Dual formulation of the maximum entropy method applied to analytic continuation of quantum Monte Carlo data
Thomas Chuna, Nicholas Barnfield, Tobias Dornheim, Michael P. Friedlander, Tim Hoheisel
TL;DR
This work tackles the ill-posed problem of analytic continuation for imaginary-time quantum Monte Carlo data by rethinking maximum entropy methods (MEM) through a dual Newton optimization.
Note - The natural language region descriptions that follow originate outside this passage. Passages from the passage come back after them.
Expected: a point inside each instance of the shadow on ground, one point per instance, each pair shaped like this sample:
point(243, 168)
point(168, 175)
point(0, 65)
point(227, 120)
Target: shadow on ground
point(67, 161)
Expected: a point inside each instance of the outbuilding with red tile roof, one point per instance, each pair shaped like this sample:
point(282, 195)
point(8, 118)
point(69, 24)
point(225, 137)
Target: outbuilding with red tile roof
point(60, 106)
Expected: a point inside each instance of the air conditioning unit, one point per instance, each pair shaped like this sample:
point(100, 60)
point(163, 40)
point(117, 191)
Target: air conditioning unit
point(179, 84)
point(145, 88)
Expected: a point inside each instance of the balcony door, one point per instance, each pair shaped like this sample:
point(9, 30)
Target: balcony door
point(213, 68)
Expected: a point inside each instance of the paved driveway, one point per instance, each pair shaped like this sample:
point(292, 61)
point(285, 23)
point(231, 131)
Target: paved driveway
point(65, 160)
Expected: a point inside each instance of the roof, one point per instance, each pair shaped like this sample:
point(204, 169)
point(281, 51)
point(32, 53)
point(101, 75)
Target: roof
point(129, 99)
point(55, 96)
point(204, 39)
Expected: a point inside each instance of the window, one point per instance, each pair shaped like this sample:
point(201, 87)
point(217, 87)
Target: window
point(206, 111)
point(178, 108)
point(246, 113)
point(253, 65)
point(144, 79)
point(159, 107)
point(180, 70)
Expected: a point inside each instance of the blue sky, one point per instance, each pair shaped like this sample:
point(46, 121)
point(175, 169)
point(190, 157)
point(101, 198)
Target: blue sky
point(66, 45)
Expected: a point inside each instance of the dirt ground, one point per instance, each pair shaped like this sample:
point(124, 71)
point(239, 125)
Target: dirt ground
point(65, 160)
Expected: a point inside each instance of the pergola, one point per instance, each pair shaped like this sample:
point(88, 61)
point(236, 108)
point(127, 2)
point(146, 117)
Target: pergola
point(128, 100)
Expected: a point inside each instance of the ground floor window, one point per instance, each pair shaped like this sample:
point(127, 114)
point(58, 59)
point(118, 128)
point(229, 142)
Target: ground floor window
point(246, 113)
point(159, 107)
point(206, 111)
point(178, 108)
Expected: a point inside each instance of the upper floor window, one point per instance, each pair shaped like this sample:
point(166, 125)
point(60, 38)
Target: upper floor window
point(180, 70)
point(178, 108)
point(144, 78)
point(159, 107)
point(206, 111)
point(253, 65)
By formulating a dual, differentiable KL-regularized least-squares problem that operates in the kernel row-space, the authors retain the full spectral basis while achieving better conditioning and enabling second-order optimization. They provide analytic error bounds linking dual and primal solutions, data perturbations, and the regularization parameter, and demonstrate through LQCD and warm dense matter benchmarks that the dual Newton MEM yields more reliable uncertainty quantification and better resilience to noise than Bryan's algorithm. The results show improved spectral recovery, preserved features such as roton-like dispersions in DSFs, and practical improvements for analyzing authentic PIMC data, underscoring the method's impact for quantum many-body spectroscopy and related applications.
Abstract
Many fields of physics use quantum Monte Carlo techniques, but struggle to estimate dynamic spectra via the analytic continuation of imaginary-time quantum Monte Carlo data. One of the most ubiquitous approaches to analytic continuation is the maximum entropy method (MEM). We supply a dual Newton optimization algorithm to be used within the MEM and provide analytic bounds for the algorithm's error. The MEM is typically used with Bryan's controversial algorithm [Rothkopf, "Bryan's Maximum Entropy Method" Data 5.3 (2020)]. We present new theoretical issues that are not yet in the literature. Our algorithm has all the theoretical benefits of Bryan's algorithm without these theoretical issues. We compare the MEM with Bryan's optimization to the MEM with our dual Newton optimization on test problems from lattice quantum chromodynamics and plasma physics. These comparisons show that in the presence of noise the dual Newton algorithm produces better estimates and error bars; this indicates the limits of Bryan's algorithm's applicability. We use the MEM to investigate authentic quantum Monte Carlo data for the uniform electron gas at warm dense matter conditions and further substantiate the roton-type feature in the dispersion relation.